C’è un fenomeno umano, molto umano, che in Italia chiamiamo saltare sul carro del vincitore. Significa schierarsi con chi sta vincendo o ha già vinto. L’abbiamo visto tante volte. Ma se a farlo è uno dei padroni del mondo digitale come Mark Zuckerberg, proprietario di Meta (cioè, di WhatsApp, Instagram, Facebook e Messenger), allora la questione diventa inevitabilmente anche politica. Anche perché - come vedremo fra poco - ha ricadute pratiche che riguardano tutti. Anche noi italiani. Ed è a questo punto che la vicenda si complica. Perché sarebbe troppo semplice vedere Zuckerberg come l’ennesimo potente che per interesse si piega a uno più potente di lui. E lo fa anzitutto per non far perdere soldi e potere al suo impero. Perché gli serve, perché (probabilmente) non può farne a meno. E perché non può rischiare che Elon Musk si prenda tutto il meglio (e tutto il potere) della nuova stagione politica americana. Quella che si muove dietro lo slogan Make America Great Again (Rendiamo l’America di nuovo grande). Dove grande significa soprattutto ricca e potente. Anche nel digitale.
Il punto non è che Zuckerberg apra le porte del suo Consiglio di amministrazione a soggetti vicini o non invisi a Trump. Preoccupa invece che il fondatore di Facebook abbia deciso di seguire Musk nella sua corsa a lasciare spazio sui social anche alle voci più estremiste e pericolose, non prima di avere penalizzato le principali fonti di informazione.

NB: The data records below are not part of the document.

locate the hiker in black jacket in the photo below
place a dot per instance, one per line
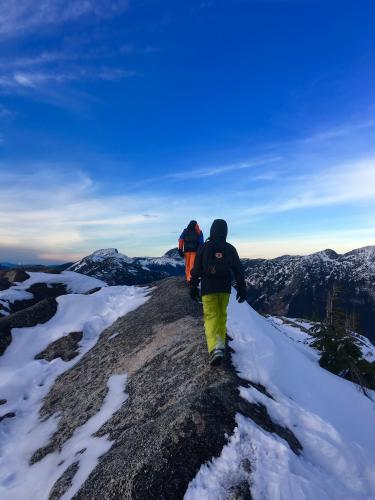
(216, 265)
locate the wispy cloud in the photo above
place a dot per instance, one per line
(344, 184)
(211, 171)
(62, 211)
(221, 169)
(19, 17)
(36, 79)
(339, 131)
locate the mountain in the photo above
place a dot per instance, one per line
(298, 286)
(7, 265)
(117, 269)
(52, 268)
(107, 393)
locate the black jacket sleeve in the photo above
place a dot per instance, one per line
(237, 269)
(196, 272)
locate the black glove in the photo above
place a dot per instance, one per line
(241, 293)
(194, 292)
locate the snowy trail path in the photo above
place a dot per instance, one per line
(333, 421)
(25, 381)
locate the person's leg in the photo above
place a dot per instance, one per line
(211, 314)
(186, 265)
(190, 259)
(222, 321)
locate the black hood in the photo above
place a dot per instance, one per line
(191, 225)
(219, 230)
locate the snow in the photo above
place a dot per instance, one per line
(160, 261)
(333, 421)
(75, 282)
(25, 381)
(13, 294)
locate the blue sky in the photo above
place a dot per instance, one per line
(122, 120)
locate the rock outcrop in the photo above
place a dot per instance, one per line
(30, 316)
(179, 413)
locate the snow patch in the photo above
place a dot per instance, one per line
(333, 421)
(25, 381)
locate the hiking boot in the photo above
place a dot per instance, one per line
(216, 357)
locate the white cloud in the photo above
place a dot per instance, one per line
(222, 169)
(61, 212)
(339, 131)
(18, 17)
(303, 243)
(343, 184)
(35, 80)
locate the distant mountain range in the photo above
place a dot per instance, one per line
(4, 266)
(117, 269)
(293, 286)
(298, 286)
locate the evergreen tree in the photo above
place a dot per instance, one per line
(339, 347)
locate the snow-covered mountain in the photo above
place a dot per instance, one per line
(117, 269)
(109, 395)
(298, 286)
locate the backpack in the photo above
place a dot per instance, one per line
(191, 240)
(217, 262)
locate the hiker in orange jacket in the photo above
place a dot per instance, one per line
(190, 240)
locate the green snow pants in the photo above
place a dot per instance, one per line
(215, 319)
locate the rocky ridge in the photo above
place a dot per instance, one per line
(298, 286)
(117, 269)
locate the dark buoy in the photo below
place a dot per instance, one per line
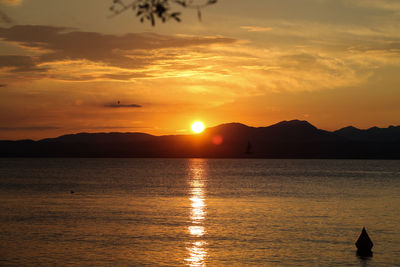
(364, 244)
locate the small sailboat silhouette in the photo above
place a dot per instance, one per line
(364, 244)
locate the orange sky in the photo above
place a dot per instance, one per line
(64, 65)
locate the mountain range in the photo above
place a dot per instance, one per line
(286, 139)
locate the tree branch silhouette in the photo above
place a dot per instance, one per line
(150, 10)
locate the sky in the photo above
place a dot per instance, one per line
(65, 64)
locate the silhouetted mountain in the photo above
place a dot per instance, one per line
(391, 133)
(287, 139)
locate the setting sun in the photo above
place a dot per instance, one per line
(197, 127)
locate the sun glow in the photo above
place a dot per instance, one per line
(197, 127)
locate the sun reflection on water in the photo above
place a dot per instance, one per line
(197, 247)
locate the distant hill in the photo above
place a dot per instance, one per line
(391, 133)
(286, 139)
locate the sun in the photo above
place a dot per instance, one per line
(197, 127)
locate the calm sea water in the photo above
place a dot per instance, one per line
(197, 212)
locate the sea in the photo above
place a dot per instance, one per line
(197, 212)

Comunque la si pensi politicamente, infatti, non è una buona notizia che Meta abbia deciso di eliminare sui suoi social il fact-checking (cioè, il controllo della veridicità dei fatti), annunciando di averlo fatto «per combattere la censura». Il tutto copiando lo stile di X, l’ex Twitter di proprietà di Elon Musk. Dire di voler «abbracciare la libera espressione» è una cosa importante. Peccato che il dibattito e la libera espressione sui social non siano neutri, ma vengano governati dagli algoritmi decisi dalle piattaforme e dalle nostre debolezze umane, finendo col premiare chi urla, provoca di più e aggredisce gli avversari. Così il dibattito e la libera espressione diventano un paravento che nasconde un interesse non solo politico, ma anche economico. Perché riuscire a far funzionare il fact-checking su un social con milioni o addirittura miliardi di iscritti in tutto il mondo come Meta richiede mezzi tecnologici sempre più potenti. E sempre più moderatori anche in carne e ossa. Un sistema costosissimo.

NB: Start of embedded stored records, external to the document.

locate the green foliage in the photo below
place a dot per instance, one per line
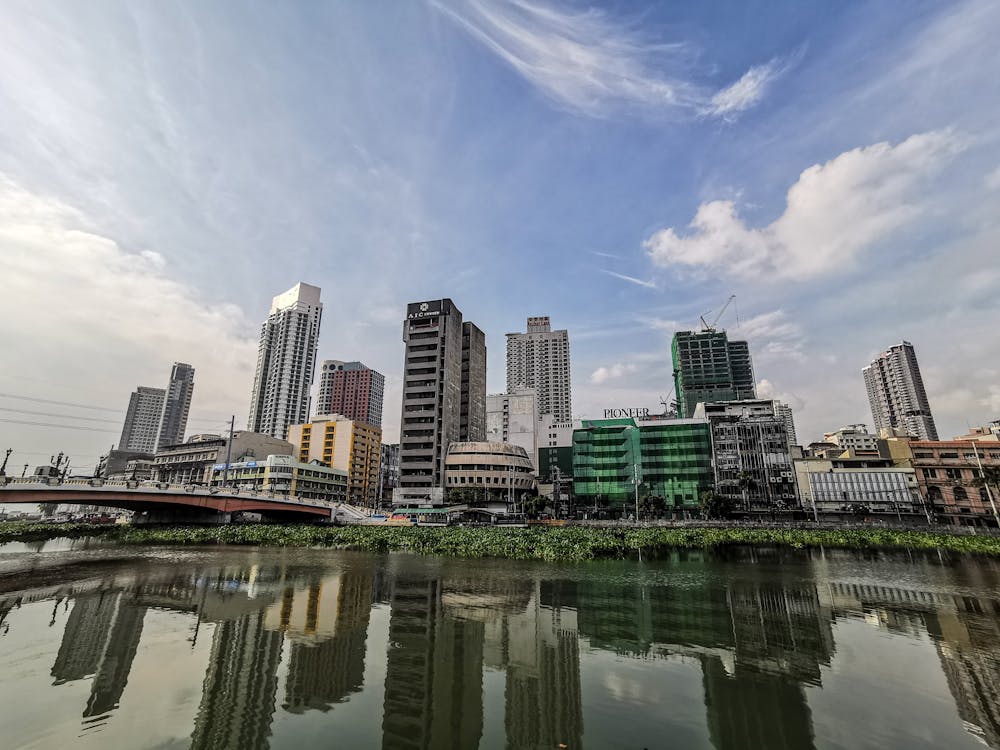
(714, 505)
(565, 543)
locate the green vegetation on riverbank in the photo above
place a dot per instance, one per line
(567, 543)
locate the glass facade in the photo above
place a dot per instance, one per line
(671, 459)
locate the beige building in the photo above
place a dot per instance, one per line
(192, 461)
(346, 444)
(502, 471)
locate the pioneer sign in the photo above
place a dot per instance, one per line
(639, 412)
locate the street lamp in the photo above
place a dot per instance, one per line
(982, 474)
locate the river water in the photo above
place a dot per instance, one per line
(107, 647)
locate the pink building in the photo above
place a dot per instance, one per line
(351, 389)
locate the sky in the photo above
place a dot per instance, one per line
(625, 167)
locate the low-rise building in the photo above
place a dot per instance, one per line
(501, 472)
(839, 485)
(753, 465)
(389, 471)
(283, 475)
(191, 462)
(616, 459)
(347, 444)
(854, 437)
(950, 479)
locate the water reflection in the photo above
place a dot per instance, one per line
(291, 634)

Cavalcare la «libertà di espressione» è quindi un ottimo modo di usare lo scontro per aumentare le risse sui social, facendo di fatto anche "spettacolo" e quindi attirando l’attenzione degli utenti, in un mondo come quello digitale dove il nostro tempo e la nostra attenzione sono la vera moneta insieme ai nostri dati. Ma è allo stesso tempo un ottimo stratagemma per risparmiare un sacco di soldi e per togliersi dalle spalle la responsabilità di fronte alla disinformazione, alle bugie e al peggio del peggio che alberga sulle proprie piattaforme. Perché se Musk e Meta scelgono apertamente questa strada, significa che anche TikTok (che, vedrete, alla fine si salverà dal rischio di dover lasciare gli Usa o vendere) presto potrà accodarsi. Ma se sui social vale e varrà tutto, alla fine i corretti e chi persegue la verità finiranno inevitabilmente in minoranza. Anzi, in una minoranza così risicata che sembrerà non esistere più. Col risultato che anche chi oggi crede di avere vinto, avrà in realtà perso.